En août 1914, la mobilisation générale met fin aux flonflons de la fête. Baraques et métiers sont remisés. Les forains mobilisés partent pour le front, les autres cherchent divers moyens d’existence. Bénévol, un temps interné dans un camp près de Bordeaux (on suspectait alors les étrangers d’être à la solde de l’ennemi), part pour l’Espagne où il entame une tournée avec le même succès qu’en France. Cependant, dès que le gouvernement Français donne son accord à la réouverture des foires et des fêtes foraines, il franchit la frontière dans l’autre sens pour se produire, seul, sur la scène de différents music-hall, puis en tournée avec sa troupe reconstituée. Le Théâtre Bénévol reprend  la route… Parmi les grandes villes et les grandes foires visitées : Rouen, Angers, Nantes, Orléans, Troyes, Bordeaux (Les Quinconces), Nancy, Lyon, Lille…

 

 

 

De grandes tournées populaires

 

Avec son Théâtre-Salon, Bénévol organisait et participait à de grandes tournées populaires qui réunissaient  une pléiade d’artistes. Parmi ceux qui s’y produirent : le professeur Robertson, le mage Roskoff, son vieux complice Camill’ l’homme silhouette, Jacques Inaudi le magicien des chiffres, le transformiste Laurencio, Pickmann, les Violettis, Maximo et Bartola les Aztèques vivants, mais aussi des phénomènes telles Anouma la négresse blanche ou la Princesse Nouma-Hawa, la plus petite beauté du monde, etc.

 

Succès aidant, Bénévol et sa troupe se produisaient aussi bien sur les fêtes foraines qu’au music-hall. Il menait alors joyeuse vie, partagée entre ses tournées en France, en Belgique, au Luxembourg, en Algérie, au Maroc, et des séjours de plus en plus prolongés, de juillet à septembre, dans sa propriété à Fontaine-sur-Somme, où il se livrait à son passe-temps favori : la pêche.

 

 

 

Hommages au…Maître du Mystère
Naturalisé Français en 1927, à l’âge de 62 ans, François Bénévol qui était un homme de spectacle accompli, s’est produit sur scène jusqu’à sa mort, ou presque.

 

En 1936, alors âgé de 71 ans, on le retrouve à la tête d’une tournée d’été dans les villes d’eaux et les cités balnéaires. Mais, sa dernière grande tournée date de 1938. Avec, à l’affiche : Delson le Mystérieux, la gitane Jeniska, les comiques Bobette et Henry, mais aussi le légendaire professeur Bénévol !

 

L’année suivante, en 1939, il se produit seul sur la scène du Casino d’Aix-en-Provence, puis au Petit Casino, à Nice.

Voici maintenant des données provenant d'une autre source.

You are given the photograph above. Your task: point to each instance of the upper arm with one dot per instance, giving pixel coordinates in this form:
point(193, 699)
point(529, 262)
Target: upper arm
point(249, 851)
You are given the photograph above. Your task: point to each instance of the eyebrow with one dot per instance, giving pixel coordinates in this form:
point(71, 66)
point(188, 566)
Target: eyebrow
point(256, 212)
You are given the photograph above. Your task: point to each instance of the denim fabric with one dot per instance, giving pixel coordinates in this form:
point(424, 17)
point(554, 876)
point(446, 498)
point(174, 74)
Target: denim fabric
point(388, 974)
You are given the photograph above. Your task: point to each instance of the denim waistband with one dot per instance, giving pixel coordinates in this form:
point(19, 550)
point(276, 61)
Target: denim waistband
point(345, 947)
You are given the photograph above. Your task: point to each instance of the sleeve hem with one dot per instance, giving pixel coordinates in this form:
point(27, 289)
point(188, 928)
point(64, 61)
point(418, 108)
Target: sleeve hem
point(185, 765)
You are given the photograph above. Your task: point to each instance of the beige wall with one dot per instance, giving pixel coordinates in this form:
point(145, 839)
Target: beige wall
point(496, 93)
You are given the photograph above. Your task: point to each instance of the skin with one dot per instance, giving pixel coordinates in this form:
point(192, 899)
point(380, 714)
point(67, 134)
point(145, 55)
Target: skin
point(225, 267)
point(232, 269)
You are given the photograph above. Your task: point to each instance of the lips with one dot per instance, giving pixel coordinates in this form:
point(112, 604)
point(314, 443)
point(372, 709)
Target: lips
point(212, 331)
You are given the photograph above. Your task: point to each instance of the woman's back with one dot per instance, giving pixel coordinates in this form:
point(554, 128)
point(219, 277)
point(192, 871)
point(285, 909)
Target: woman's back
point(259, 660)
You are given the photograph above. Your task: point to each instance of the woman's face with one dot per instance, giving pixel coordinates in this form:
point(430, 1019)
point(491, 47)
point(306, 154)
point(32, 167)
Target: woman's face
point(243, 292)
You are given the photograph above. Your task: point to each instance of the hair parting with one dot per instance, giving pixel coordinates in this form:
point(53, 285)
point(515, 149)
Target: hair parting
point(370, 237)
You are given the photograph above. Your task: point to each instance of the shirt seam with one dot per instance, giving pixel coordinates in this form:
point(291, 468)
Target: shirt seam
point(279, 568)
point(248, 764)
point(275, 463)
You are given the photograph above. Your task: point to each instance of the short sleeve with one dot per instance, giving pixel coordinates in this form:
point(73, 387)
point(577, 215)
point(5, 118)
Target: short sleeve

Ce sera sa dernière représentation publique, puisque c’est dans la Cité des Anges qu’il décède quelques semaines plus tard (le 29 mai) d’une embolie pulmonaire consécutive à un coup de froid lors d’une partie de pêche.

 

Bénévol laissait une fille, Marie, qui après avoir travaillé quelques années avec son père, puis seule ou chez Amar (ce qui donna lieu, à la foire de Bordeaux par ex., à un affichage du style « Bénévol est chez Amar » alors qu’il s’agissait de Marie et non du… Maître du Mystère !), continua de se produire sur les champs de foire avant de s’installer près de Riom, en Auvergne,  où elle vécut jusqu’à sa mort en 1987.

 

Quelques années auparavant, elle avait fait don à la ville de Clermont-Ferrand des costumes, des affiches et des accessoires utilisés par son père durant sa carrière (deux camions de matériel dit-on ! ) Ce qui, en 1982, permit à la ville de rendre un hommage mérité au « Maître du Mystère » à travers une grande et belle exposition organisée par les musées clermontois.